The Japanese grass lizard, Takydromus tachydromoides, is a species endemic to Japan. While several studies have investigated the reproductive ecology of T. tachydromoides, the embryogenesis of this species has not been reported in detail. In the current study, we observed the external morphological characteristics of 247 embryo specimens that developed under a constant temperature (28°C) throughout the duration from oviposition to hatching. We identified 17 consecutive developmental stages for the post-ovipositional developmental process of this species based on the staging criteria that have been widely used for the description of embryogenesis of lizards. The youngest embryos on the day of oviposition corresponded to stage 26, which is a relatively early period in pharyngula stages, and juveniles hatched at stage 42, approximately 30 days after oviposition. The entire developmental sequence of key morphological features was shared with other species of Lacertidae, except for the timing of the beginning of the first body pigmentation. This is the first description of the complete sequence of post-ovipositional developmental stages for the oviparous species of Lacertidae, providing valuable information for further evolutionary developmental studies.

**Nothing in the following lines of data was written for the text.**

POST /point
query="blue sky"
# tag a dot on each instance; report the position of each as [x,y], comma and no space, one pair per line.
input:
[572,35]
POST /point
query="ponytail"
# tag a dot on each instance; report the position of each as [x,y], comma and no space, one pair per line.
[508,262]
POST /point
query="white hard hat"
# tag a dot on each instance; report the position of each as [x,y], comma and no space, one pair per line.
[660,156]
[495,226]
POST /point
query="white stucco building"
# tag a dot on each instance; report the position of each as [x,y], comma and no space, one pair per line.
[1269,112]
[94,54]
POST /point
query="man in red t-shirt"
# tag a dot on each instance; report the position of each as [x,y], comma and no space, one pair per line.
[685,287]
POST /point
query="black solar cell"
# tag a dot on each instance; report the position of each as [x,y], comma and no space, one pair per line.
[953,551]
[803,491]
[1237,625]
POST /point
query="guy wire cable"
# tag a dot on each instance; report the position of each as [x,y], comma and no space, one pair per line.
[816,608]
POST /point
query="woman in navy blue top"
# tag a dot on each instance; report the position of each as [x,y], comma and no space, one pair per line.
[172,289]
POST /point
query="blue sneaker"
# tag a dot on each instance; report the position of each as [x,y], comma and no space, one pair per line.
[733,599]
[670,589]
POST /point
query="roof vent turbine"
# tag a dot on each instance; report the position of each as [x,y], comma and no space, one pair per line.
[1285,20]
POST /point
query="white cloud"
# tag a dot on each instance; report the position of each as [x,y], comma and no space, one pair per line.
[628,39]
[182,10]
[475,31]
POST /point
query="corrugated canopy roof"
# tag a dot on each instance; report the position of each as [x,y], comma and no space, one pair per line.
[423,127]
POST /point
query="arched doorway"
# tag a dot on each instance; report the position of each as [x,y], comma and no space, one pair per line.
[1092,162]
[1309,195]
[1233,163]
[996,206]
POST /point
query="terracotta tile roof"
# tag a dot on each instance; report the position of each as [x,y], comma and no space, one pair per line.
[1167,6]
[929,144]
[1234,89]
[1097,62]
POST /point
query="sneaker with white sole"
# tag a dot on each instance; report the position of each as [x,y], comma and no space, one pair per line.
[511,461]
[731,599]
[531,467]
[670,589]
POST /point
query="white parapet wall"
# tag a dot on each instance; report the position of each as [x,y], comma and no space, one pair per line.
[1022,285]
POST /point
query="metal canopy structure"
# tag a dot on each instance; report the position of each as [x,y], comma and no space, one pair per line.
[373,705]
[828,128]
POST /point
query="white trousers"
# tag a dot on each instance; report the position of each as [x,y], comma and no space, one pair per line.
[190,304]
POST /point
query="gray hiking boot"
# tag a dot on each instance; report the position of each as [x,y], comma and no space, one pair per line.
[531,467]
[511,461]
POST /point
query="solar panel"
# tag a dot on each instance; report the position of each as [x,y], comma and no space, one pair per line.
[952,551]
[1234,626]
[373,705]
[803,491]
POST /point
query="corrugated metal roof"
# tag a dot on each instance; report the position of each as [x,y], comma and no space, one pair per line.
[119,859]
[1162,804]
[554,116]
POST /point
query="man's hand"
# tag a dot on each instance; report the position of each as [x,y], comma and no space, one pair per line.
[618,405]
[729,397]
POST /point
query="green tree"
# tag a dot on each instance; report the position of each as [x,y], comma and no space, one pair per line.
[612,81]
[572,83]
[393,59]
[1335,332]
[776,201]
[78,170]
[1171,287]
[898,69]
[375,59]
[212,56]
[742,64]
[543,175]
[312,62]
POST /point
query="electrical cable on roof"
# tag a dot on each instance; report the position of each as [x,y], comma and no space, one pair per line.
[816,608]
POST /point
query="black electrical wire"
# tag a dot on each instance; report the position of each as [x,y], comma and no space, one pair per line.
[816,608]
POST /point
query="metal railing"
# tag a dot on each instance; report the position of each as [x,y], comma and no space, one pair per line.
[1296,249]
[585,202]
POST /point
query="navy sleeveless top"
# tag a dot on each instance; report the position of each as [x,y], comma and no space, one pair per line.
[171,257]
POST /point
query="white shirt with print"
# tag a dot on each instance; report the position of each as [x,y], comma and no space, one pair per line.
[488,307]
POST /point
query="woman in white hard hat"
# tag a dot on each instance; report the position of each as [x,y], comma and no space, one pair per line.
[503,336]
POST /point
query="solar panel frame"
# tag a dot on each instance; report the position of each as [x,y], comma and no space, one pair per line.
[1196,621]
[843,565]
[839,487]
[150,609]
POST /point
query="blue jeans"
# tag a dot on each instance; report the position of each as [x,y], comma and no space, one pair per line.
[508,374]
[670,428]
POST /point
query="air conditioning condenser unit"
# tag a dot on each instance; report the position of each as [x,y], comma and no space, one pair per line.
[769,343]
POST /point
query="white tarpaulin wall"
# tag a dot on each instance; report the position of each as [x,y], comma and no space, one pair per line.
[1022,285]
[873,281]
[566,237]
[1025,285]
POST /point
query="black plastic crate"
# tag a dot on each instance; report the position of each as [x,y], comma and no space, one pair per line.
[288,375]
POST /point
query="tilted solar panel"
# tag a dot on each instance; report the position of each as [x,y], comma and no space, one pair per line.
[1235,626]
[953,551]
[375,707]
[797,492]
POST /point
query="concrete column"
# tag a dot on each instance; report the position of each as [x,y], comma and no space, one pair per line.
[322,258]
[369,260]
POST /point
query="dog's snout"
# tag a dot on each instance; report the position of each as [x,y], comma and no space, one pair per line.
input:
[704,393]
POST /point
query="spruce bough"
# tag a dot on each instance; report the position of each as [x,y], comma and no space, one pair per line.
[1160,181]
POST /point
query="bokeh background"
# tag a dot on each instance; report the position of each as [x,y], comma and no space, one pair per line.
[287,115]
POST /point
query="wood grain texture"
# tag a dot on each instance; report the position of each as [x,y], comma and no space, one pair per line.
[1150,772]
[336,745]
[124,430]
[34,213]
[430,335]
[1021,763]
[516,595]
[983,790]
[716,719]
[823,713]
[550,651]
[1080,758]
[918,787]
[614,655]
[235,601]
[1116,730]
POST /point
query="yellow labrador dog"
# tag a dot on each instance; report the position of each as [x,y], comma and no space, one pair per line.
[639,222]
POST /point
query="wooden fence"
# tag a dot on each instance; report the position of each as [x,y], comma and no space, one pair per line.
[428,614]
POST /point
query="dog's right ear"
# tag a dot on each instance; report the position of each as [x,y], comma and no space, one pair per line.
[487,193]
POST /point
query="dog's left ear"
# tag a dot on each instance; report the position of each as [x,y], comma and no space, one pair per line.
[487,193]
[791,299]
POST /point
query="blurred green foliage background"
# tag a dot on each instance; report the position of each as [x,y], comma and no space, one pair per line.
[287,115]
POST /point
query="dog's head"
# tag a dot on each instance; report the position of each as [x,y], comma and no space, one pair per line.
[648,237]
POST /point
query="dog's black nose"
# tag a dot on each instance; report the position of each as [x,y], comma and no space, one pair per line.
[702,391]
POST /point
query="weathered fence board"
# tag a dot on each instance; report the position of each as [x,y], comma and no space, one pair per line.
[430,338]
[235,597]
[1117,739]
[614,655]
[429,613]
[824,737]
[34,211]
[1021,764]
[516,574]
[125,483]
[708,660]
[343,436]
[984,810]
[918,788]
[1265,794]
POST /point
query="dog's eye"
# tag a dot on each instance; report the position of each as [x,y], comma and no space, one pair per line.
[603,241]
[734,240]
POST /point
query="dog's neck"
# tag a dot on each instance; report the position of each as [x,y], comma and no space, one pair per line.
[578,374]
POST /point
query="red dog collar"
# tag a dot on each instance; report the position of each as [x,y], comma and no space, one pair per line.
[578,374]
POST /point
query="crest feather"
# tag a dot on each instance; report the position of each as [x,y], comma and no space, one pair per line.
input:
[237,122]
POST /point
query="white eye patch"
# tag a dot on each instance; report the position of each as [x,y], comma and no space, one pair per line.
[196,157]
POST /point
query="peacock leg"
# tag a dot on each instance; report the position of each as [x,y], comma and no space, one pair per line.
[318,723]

Squamata emerged in the early evolutionary history of amniotes and show extreme diversity, with more than 10,000 species (Uetz et al., 2020) that show great ecological, morphological, and physiological diversity, and have adapted to a wide range of environments. However, little is known about the mechanisms of squamate morphogenesis because not many evolutionary developmental studies have been conducted. For evolutionary developmental studies aiming to reveal these mechanisms, a description of basic embryogenesis is necessary.
In reptiles and birds embryos do not always develop at a uniform speed, even within the same species (Billett et al., 1985). For lizards in particular it is known that duration after fertilization and/or oviposition cannot be used as the index for the progress of embryogenesis even under controlled conditions, because the extension of egg retention within the oviduct frequently occurs (Shine, 1983). Therefore, common developmental staging criteria, defined by the development of external morphological characters, have been established for comparative embryology.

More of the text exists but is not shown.